Effect of omeprazole on gastric acid secretion and plasma gastrin.

Omeprazole represents a new class of gastric acid inhibitors, which inhibits the H+, K(+)-ATPase in the secretory membrane of the parietal cell. Single oral doses inhibited pentagastrin stimulated acid secretion with an ED50 of 27 mg. Almost complete inhibition could be achieved with a single dose of 80 mg. Acid secretion then slowly returned and reached normal levels after 3-4 days. Omeprazole also inhibited basal, histamine peptone and vagally stimulated acid secretion with similar potency. For clinical use omeprazole has been formulated as enteric coated granules. During repeated once daily dosing with this formulation the degree of acid suppression increased over the first days after the start of treatment but stabilized within about 4 days.

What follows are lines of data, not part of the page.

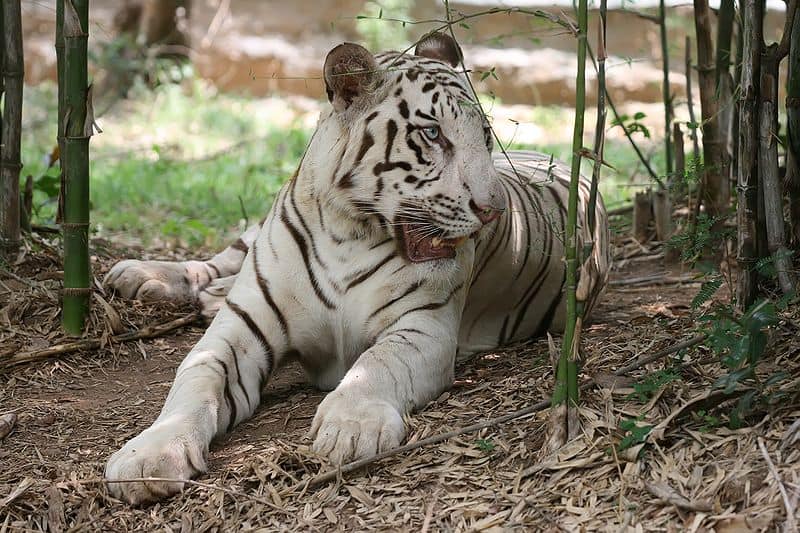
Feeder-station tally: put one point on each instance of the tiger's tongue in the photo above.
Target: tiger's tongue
(420, 248)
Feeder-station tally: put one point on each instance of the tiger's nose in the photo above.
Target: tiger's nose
(485, 213)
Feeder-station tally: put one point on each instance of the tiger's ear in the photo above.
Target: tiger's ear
(350, 72)
(437, 45)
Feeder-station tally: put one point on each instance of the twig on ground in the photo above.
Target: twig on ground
(656, 279)
(147, 332)
(209, 486)
(435, 439)
(791, 522)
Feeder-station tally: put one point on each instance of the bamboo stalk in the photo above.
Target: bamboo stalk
(665, 89)
(714, 167)
(76, 167)
(689, 98)
(768, 168)
(600, 125)
(747, 179)
(10, 164)
(566, 388)
(59, 46)
(724, 83)
(793, 127)
(2, 80)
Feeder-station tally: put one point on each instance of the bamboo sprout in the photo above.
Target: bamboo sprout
(10, 164)
(747, 180)
(665, 87)
(76, 167)
(565, 394)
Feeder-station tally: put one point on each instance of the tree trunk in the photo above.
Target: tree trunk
(690, 105)
(714, 168)
(665, 94)
(747, 180)
(727, 13)
(565, 394)
(768, 167)
(10, 164)
(61, 95)
(793, 127)
(78, 128)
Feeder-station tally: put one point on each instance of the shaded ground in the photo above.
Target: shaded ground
(74, 411)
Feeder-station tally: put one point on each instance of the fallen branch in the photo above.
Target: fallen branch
(791, 522)
(653, 280)
(435, 439)
(209, 486)
(148, 332)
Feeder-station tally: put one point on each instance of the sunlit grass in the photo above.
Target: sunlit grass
(185, 164)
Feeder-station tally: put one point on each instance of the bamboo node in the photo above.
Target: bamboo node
(75, 291)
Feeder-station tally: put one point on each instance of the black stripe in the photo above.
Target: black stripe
(257, 333)
(240, 245)
(366, 275)
(413, 287)
(262, 284)
(235, 357)
(301, 244)
(427, 307)
(213, 267)
(229, 398)
(547, 319)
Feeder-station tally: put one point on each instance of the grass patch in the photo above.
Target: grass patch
(186, 165)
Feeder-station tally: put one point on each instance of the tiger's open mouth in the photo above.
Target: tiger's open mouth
(419, 243)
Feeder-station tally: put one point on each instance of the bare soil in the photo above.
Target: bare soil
(73, 411)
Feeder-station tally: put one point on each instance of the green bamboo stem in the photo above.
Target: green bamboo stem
(76, 167)
(600, 127)
(665, 89)
(10, 163)
(566, 389)
(715, 178)
(59, 46)
(747, 179)
(793, 126)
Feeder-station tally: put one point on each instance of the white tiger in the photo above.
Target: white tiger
(399, 243)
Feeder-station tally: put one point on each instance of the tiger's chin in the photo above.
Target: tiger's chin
(419, 244)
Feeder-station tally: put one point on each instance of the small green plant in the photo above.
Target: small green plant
(709, 421)
(485, 445)
(632, 124)
(652, 383)
(740, 342)
(634, 433)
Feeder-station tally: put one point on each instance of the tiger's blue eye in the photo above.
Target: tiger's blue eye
(431, 132)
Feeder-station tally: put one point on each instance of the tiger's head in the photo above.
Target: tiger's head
(414, 148)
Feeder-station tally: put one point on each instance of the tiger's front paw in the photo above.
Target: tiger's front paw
(351, 427)
(158, 280)
(157, 453)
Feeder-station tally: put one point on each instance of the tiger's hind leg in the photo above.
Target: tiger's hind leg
(212, 297)
(181, 281)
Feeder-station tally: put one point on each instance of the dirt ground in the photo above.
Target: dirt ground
(74, 410)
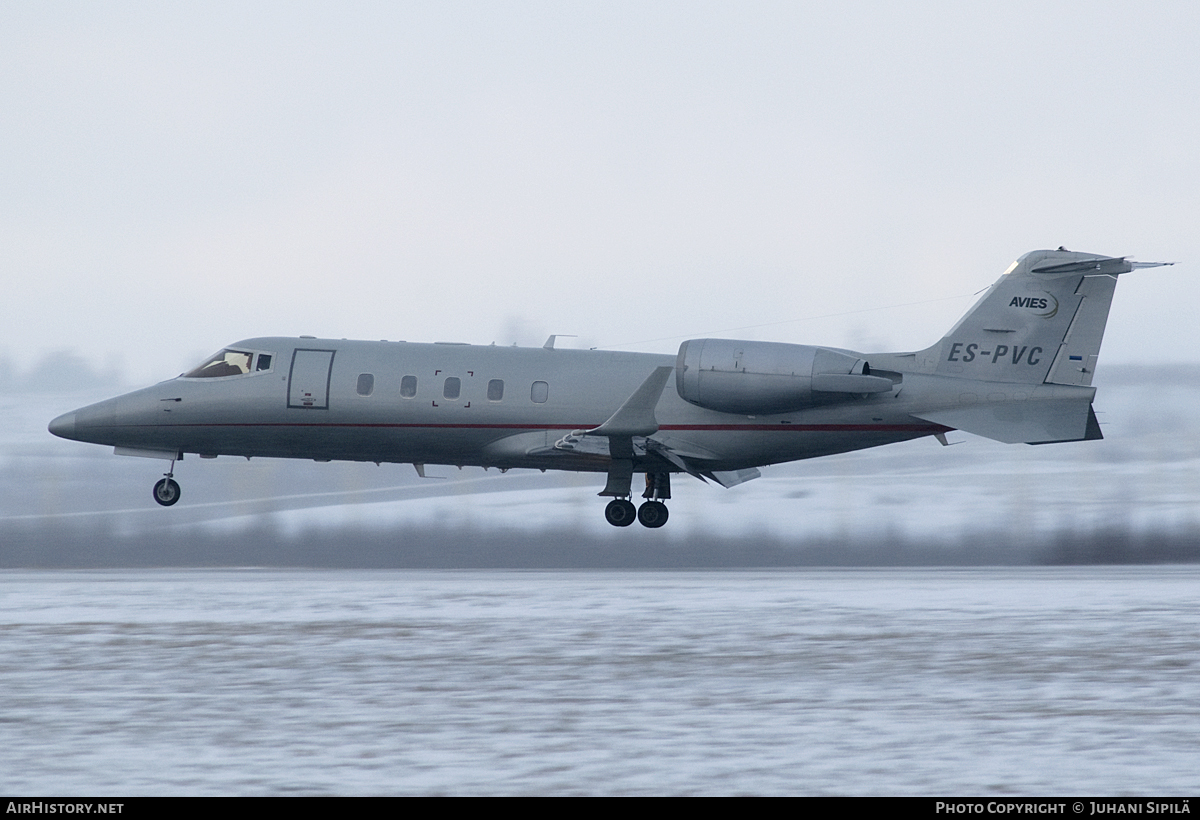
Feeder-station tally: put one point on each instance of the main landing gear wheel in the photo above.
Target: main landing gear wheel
(619, 513)
(653, 514)
(166, 491)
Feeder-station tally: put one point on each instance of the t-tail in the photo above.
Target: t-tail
(1031, 345)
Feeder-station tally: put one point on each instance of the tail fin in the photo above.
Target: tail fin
(1038, 329)
(1042, 321)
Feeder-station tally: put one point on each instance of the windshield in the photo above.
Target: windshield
(229, 363)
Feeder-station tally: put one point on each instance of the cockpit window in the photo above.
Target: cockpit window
(226, 363)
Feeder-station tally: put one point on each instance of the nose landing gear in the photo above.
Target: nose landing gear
(166, 491)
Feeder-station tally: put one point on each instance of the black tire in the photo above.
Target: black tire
(166, 491)
(653, 514)
(619, 513)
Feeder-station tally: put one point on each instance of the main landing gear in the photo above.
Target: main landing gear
(166, 491)
(653, 513)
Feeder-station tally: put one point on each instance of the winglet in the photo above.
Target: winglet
(636, 416)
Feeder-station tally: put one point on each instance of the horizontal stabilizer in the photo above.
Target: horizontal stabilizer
(1025, 422)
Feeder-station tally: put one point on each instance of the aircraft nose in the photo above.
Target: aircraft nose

Dose-response studies in both DU-patients and healthy subjects have shown that daily doses of 20-40 mg result in 80-100% reduction of stimulated acid secretion when measured 6 h after dose. Due to the long duration of action the inhibition was still 50-80% when measured 24 h after dose. Studies of 24 h intragastric acidity in DU-patients have shown that once daily treatment with 20 mg omeprazole results in a reduction of intragastric acidity by 97% which in the same study was superior to the 57% reduction caused by treatment with ranitidine, 150 mg twice daily. During omeprazole treatment, plasma gastrin increased in relation to the degree of acid suppression. The level of increase of 24 h plasma gastrin during once daily treatment with 20 mg omeprazole was slightly higher than for ranitidine, 150 mg twice daily, but similar to that seen after highly selective vagotomy.